Thanks for the feedback!
- the main benefit is that I don’t need to write or maintain code around storing, retrieving, and hopefully visualizing time series data
- pricing looks fine. Maybe even a little low for Business. But I’d have to try it out to understand if the usage thresholds are too high / low. May want to have a plan between 75 and 450 - that’s a big, painful jump
- May want to think about spending some time editing your copy so it’s crisper. A lot of it can be put into an eg FAQ (why not to use a temp email, for example).
- some examples in other languages would be useful (Ruby, Python, JS, etc)
- I like that I can create an account with just a curl POST. Good stuff.
- one concern is how fast is retrieval? If I’m retrieving data in a request thread I want it to be FAST. One factor here is server performance. If you’re using eg AWS to host that would give me some confidence that you can scale up beyond a hamster wheel if necessary
- no way to try this out on mobile, which is I suspect where a lot of people will first see this. How can you remind them to come back when they’re at a desktop? Collect an email and remind them maybe?
Haven’t tried the service yet but assuming it works as advertised it’s a good start.
The thresholds are pretty much guesswork - they're probably a bit off but I'll adjust them when I know more about how people use the service. One thing that might not be immediately obvious is the amount of data you can store at the different price points. The number of time series and the number of points per series go up, which means a lot more potential data storage each time you go up a level. More storage means more transfers, and so I set the levels and pricing based on worst-case calculations for AWS bandwidth usage costs.

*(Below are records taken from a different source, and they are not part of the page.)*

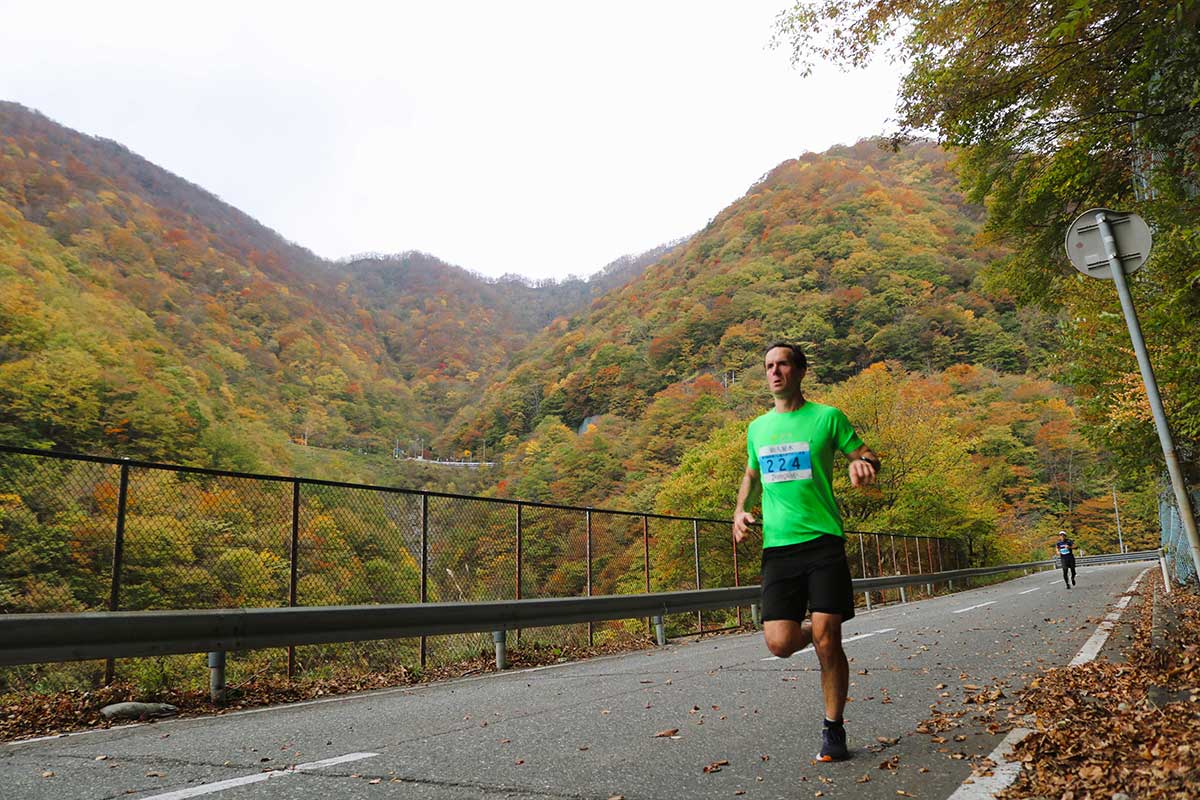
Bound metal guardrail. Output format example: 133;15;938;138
0;551;1160;666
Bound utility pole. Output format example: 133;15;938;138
1066;209;1200;582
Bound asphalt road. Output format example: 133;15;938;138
0;564;1146;800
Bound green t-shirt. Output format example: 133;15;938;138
746;401;863;547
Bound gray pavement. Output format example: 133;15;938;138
0;565;1146;800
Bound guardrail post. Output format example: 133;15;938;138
209;650;226;704
104;458;130;686
492;631;509;669
288;480;300;680
583;509;596;648
421;492;430;669
691;519;704;633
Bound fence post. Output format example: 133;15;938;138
691;518;704;633
642;513;650;630
730;522;742;627
583;509;595;648
516;503;524;646
858;534;871;610
421;492;430;669
917;536;941;596
288;480;300;680
104;458;130;686
871;534;888;603
888;534;900;575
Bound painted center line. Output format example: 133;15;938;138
950;600;996;614
142;753;379;800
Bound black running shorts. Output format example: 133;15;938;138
762;535;854;622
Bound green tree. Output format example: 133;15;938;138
776;0;1200;479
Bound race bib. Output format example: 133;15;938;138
758;441;812;483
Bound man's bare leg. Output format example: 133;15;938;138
811;612;850;722
762;618;816;658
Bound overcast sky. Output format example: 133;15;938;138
0;0;896;278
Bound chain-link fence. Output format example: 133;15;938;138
1158;484;1200;583
0;446;966;690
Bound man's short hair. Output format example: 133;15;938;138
762;342;809;369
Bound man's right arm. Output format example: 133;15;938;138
733;467;758;542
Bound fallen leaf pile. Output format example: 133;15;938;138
998;573;1200;800
0;634;657;741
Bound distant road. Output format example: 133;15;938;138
0;564;1146;800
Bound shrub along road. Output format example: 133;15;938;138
0;564;1147;800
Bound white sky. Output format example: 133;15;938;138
0;0;898;278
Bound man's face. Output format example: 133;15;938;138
764;348;804;397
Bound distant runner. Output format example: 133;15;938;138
733;342;880;762
1055;530;1075;589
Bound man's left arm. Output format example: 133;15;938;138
846;445;882;486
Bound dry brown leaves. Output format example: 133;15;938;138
1000;575;1200;800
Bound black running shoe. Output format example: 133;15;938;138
817;724;850;762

And yes, it's hosted on AWS at the moment. Virginia. It should be reasonable fast for US-based users, but if it turns out to be viable I might look at distributing it more. As for scalability it is designed to be scalable, but currently there is a bottleneck in the form of a lookup database that is hit for each request for timeseries data. If I add caching of those lookups, it should scale well horizontally - I just add more API servers and timeseries databases
I'll definitely be adding code examples. Perhaps also documentation/howtos for interfacing via IFTTT, Zapier etc?

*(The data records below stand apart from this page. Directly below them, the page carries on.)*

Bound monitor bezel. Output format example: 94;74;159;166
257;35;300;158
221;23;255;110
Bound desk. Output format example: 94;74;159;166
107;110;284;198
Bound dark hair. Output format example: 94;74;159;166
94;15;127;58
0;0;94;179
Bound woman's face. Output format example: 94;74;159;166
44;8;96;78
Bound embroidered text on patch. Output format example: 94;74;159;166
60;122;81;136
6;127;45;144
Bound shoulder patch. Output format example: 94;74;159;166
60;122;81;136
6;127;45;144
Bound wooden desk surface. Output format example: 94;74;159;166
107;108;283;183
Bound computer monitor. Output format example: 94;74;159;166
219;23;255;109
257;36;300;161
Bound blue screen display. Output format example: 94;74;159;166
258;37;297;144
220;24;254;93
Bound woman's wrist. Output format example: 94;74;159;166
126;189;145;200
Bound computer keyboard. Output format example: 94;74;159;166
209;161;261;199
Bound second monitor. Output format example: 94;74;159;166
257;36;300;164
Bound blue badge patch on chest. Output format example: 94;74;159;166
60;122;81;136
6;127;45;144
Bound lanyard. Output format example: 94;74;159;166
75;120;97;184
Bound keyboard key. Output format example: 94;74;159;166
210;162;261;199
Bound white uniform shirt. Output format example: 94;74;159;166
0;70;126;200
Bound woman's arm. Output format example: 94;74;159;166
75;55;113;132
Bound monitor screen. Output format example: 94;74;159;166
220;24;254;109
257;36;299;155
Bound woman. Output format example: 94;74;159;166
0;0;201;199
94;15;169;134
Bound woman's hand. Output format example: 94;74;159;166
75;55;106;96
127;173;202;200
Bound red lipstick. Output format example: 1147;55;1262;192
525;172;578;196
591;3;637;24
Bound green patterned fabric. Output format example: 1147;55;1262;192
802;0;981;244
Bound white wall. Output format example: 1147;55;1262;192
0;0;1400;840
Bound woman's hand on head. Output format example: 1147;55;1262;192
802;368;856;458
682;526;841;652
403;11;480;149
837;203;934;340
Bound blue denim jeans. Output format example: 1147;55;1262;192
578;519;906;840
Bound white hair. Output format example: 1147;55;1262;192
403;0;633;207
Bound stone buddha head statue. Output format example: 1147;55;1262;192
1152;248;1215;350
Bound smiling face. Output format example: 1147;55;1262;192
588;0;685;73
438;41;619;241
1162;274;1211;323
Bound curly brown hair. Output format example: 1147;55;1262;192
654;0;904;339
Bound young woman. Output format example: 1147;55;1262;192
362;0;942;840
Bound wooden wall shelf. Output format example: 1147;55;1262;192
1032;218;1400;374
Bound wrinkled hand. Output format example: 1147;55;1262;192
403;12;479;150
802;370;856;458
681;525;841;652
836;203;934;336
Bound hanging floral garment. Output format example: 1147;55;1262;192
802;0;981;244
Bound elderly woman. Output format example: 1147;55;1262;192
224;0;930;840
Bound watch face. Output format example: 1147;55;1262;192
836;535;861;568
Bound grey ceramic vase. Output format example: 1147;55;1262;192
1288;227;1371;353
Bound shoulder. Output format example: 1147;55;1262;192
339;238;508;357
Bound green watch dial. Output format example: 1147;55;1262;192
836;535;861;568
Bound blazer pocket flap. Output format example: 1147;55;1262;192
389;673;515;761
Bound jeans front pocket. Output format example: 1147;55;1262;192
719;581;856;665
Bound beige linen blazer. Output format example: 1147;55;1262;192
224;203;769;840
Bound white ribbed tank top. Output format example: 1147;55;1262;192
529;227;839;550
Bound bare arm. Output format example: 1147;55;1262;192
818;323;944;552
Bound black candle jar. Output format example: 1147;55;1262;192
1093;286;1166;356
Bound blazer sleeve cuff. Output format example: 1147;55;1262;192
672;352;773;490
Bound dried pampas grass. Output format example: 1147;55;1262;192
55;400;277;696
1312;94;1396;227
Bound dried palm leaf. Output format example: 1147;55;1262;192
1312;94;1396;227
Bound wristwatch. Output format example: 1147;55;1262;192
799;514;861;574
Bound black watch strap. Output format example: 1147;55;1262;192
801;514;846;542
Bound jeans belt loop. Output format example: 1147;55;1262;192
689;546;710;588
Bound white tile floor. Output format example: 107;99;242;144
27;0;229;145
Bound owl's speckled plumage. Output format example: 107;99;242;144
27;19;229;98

Oh, and the copy etc - I wanted to minimize the number of pages, so I put all the most useful info on the front page :) I definitely agree that e.g. an FAQ section would be nice.
Thanks again for some solid feedback!
Maybe you can use it for inspiration, it's called Gweet:
Fantastic job with this, I can't wait to try it
Why not make sure the email address has been validated before allowing it to be automatically created?

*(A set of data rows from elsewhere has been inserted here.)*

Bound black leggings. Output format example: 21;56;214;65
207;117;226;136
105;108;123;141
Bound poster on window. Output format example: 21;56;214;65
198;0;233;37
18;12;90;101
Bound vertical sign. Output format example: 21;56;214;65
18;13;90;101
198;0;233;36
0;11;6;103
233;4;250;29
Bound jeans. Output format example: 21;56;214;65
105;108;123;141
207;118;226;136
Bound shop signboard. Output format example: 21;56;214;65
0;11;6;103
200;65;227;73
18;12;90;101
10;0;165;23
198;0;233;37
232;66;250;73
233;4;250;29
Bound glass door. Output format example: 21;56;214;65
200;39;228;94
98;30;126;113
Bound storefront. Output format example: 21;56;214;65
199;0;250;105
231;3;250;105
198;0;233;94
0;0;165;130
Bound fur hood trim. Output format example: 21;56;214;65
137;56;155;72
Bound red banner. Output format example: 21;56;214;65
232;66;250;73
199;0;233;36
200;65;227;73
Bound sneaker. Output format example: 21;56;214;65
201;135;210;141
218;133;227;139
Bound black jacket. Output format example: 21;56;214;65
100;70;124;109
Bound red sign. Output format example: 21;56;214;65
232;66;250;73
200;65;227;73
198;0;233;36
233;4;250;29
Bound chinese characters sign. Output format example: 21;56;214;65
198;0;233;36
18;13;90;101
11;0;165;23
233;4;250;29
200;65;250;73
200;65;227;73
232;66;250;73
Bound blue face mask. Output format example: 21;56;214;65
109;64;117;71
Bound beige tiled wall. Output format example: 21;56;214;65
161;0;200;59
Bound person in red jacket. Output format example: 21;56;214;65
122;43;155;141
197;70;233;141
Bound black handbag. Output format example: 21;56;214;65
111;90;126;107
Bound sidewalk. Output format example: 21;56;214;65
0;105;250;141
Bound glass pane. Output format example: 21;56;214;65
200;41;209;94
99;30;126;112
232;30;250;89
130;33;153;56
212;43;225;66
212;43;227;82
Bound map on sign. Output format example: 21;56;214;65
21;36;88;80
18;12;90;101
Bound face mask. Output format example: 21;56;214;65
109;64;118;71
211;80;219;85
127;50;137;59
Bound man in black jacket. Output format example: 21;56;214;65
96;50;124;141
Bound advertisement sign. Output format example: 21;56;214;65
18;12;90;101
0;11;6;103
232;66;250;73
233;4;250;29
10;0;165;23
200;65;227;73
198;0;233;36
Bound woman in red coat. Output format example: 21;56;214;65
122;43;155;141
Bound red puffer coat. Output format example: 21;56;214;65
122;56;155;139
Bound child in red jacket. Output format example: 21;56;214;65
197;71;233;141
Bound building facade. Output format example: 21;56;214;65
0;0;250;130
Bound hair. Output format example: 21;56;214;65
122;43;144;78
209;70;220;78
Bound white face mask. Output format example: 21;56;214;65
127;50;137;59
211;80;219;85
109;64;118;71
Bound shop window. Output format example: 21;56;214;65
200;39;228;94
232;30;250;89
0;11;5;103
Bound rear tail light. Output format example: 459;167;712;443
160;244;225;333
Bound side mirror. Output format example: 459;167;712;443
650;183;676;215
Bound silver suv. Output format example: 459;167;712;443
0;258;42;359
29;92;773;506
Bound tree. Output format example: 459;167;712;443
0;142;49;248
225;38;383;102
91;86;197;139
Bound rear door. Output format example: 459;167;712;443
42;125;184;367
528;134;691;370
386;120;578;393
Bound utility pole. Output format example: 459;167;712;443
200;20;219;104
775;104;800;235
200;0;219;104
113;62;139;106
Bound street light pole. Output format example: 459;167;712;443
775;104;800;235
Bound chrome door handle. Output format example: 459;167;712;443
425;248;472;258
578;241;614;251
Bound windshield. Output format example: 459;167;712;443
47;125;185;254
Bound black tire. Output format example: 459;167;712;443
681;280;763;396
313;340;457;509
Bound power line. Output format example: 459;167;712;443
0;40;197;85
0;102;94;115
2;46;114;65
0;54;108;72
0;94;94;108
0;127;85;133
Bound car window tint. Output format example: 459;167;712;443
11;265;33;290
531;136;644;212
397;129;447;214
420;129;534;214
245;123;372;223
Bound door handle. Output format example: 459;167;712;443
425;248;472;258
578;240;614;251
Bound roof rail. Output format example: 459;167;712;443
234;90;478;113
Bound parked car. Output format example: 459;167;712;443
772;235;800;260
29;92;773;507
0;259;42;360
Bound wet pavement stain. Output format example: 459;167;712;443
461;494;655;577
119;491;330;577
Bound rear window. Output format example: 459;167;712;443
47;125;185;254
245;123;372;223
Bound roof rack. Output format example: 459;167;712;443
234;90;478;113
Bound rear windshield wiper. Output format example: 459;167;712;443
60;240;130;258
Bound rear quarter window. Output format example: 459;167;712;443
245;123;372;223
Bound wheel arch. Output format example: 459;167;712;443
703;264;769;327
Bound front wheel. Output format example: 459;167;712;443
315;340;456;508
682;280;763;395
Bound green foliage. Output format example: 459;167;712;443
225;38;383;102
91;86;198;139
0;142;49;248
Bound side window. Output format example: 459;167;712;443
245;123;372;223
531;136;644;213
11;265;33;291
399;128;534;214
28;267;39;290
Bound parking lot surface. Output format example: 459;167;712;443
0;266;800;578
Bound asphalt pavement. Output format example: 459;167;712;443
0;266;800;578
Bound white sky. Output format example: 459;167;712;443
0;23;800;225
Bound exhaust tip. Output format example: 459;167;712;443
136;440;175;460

Because right now someone could spam the sites servers with millions of unverified emails...
So, in short: yes, the system could be used for email spamming, but not very effectively. There are better options if all you want to do is spam people.
I hope you make sure that you get high in google ranking.
A while back (about a year ago) I had the need for something like this and kept searching on google for such a service.
Surely somebody must have written it, I thought.
Well, I ended up accepting that either it did not exist or if it existed it was impossible to find (which is the same thing from my angle).
So again hope people find you once the hackernews show traffic fades away...
I am curious how this is different from multiple other hosted graphite/grafana solutions. All of them allow for time-series to be stored and retrieved/graphed.
Complexity always come back and get you. All this frameworks focus on throwing out code in weeks and make stuff impossible to maintain in few years - that's the tradeoff.
It's no surprise FAANG and especially Amazon focus so much on simplifying their infra and write stuff from scratch so often.